In February and March we ran a bug hunt contest. We asked people to download a small application and tell us any issue they found. We promoted the contest at PHPBenelux and PHP UK conferences and it was open to all residents of the EU. We got a large set of responses and, besides being able to determine a winner, we were able to get some interesting analytic data from the contest entries. I will share those later in this post. But first things first…

The Winners

We had 3 categories:

  • Juniors (0-3 years of PHP experience)
  • Experienced developers (3-5 years) and
  • Seniors (5+ years)

Points are awarded for bugs found and/or fixed, where the amount of points ranges from 0.5 to 2 depending on how difficult it is to find something. In each category, the highest scoring contestant is the category winner and in the three categories, we’ve randomly selected (using a dice) who would get the Ipad and who would get the Dutch PHP Conference tickets.

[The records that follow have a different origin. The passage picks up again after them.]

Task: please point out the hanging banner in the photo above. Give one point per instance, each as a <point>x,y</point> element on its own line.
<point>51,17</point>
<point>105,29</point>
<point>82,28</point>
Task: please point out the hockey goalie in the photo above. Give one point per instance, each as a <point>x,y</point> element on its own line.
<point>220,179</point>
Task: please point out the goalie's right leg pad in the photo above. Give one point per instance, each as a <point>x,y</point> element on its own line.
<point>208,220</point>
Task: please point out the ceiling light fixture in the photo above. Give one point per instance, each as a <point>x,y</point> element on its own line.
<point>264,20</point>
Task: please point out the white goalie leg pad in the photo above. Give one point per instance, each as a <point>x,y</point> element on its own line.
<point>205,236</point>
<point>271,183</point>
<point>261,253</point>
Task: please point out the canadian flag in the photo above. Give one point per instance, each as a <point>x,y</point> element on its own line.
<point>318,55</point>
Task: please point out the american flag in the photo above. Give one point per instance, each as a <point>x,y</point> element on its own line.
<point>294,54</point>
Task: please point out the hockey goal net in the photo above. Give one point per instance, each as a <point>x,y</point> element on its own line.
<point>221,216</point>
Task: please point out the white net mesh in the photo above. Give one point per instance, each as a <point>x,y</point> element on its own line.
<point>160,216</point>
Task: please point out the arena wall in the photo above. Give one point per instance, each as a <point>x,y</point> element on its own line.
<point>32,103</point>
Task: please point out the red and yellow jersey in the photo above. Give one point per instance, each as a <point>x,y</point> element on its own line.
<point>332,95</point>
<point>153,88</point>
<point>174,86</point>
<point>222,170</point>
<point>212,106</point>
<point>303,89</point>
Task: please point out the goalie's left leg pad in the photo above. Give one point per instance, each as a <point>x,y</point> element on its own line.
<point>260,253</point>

The top 3 in each category:

Seniors

Position Name Score
1 Jani Hartikainen (Finland) 37
2 Joshua Thijssen (Netherlands) 28.5
3 Jeroen Keppens (Belgium) 28

Experienced

Position Name Score
1 Dominic Hull (United Kingdom) 26
2 David Winterbottom (United Kingdom) 22.5
3 Attilla Nyeste (Hungary) 21.5

Juniors

Position Name Score
1 Matt Haynes (United Kingdom) 20.5
2 Tom van Looy (Belgium) 17
3 Anthony van de Gejuchte (Belgium) 16.5

The dice determined that the winner of the Ipad is…. Jani Hartikainen! Congratulations Jani, your score indicates you are a clear winner; have fun with the Ipad! And Dominic and Matt, congratulations and have fun at the Dutch PHP Conference!

The Analysis

The contest gave some interesting insights. One was the clear difference between junior, mid-level and senior developers as can be seen in the results above. If we look further than the top three, then we can see that there are seniors that score lower than mid-level developers, and mid-level developers that score lower than junior developers, but on average, the quantity of bugs found reflected the skill level. This is why we had categorised the contest, to give less experienced developers an equal chance of winning.

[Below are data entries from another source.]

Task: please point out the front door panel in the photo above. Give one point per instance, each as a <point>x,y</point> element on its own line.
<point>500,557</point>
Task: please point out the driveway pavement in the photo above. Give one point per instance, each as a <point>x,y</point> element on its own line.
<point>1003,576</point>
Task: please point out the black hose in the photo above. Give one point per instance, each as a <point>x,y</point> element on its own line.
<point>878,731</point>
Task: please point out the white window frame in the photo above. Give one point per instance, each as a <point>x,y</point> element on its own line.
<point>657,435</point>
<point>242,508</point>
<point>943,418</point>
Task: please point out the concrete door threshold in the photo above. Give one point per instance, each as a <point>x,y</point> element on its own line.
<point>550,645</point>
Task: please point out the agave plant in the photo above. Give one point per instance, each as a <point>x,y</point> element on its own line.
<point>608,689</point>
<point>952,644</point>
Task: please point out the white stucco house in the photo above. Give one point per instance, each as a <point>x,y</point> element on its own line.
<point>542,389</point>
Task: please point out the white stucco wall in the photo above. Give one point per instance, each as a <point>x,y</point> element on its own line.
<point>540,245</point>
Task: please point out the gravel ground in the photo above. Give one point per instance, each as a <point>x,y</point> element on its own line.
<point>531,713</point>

Looking over the results, it is also clear that senior developers paid more attention to non-syntax related things, such as decoupling, mixed responsibilities, architecture, and consistency in error checking, where as the less experienced developers focused mostly on the syntactical or logical errors. This was expected, but it’s nice that the results confirm this. Interestingly some seniors tended to ignore some of the more detailed code bugs. Senior developers often look at the code from a higher level but it’s interesting to see that this sometimes means that code errors are overlooked.

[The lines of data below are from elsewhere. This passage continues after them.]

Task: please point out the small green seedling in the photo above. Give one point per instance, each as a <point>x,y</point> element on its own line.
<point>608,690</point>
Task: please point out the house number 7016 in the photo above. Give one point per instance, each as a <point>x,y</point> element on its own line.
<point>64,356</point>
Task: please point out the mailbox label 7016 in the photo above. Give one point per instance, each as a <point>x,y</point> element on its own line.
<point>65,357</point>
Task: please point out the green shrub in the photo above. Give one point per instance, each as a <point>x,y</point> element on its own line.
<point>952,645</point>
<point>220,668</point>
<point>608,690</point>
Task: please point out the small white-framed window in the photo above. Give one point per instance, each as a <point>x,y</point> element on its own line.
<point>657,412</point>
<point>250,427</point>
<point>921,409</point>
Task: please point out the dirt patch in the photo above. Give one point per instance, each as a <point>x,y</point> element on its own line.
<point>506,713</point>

A final interesting conclusion is that the contest demonstrates that code reviews work. None of the contestants found all bugs that we’ve hidden in the application (the maximum score to be achieved was 54, and even Jani only scored 37). Similarly, there was no bug that was caught unanimously. Every bug was missed by at least one reviewer. On the other hand, all of the contestants combined did find all of the bugs, and managed to find 5 bugs that we did not intentionally put in! This proves the old open source adagio “Given enough eyeballs, all bugs are shallow”.

The Bugs

Below is a list of all the bugs that were hidden in the application. I’ve also added a few comments where we received interesting responses. The percentages between parentheses indicate how many of the contestants found that particular bug. If you don’t remember the code, you can still download it.

HTML
The HTML in the application contained numerous bugs. There was no doctype/encoding (41%), the semantics were wrong since it used strong instead of h1 and a mix of strong/b tags (21%); also HTML and XHTML were mixed (38%). Some people argued that it would be better to use POST instead of GET (20%) for various reasons (Security was mentioned, performance (?), cleaner urls). Considering W3′s recommendations, GET is the better choice here. We however did award half a point to people with a good reason why it should be POST. Another thing people mentioned was that PHP and HTML code should be separated (40%) or even that PHP should be kept out of the document root (1 contestant). Finally the </html> tag was missing (50%).

Security
The security issues were rather obvious. There was no input validation (25%) and no output escaping (58%). There was little scope to abuse the input which explains the lower percentage there, still I had hoped more people would have mentioned output escaping.

Syntax errors/typos
There was a syntax error in one of the array definitions: “newbie”, “noob” instead of “newbie”=>”noob” (70%). The date format used “H:m:s” to display time; m is for month, i is for minutes. (“Ymd” was used in the same format string, still only 33% caught the bug). Line 61 contained an ‘assignment instead of comparison’ (= was used in stead of ==, 79%). Sneakily, the same line also had missing quotes around the constant ‘s’ (45%). In decryptString, 2 was encoded to ‘k’ which should’ve been ‘z’ (67%). Also in decryptString, the first bit of the function operated on the $string variable while the second bit used the $result variable, ignoring any changes made to $string (54%). Leetchar had a long list of if-statements checking the $result variable, but one of them used $return instead (42%).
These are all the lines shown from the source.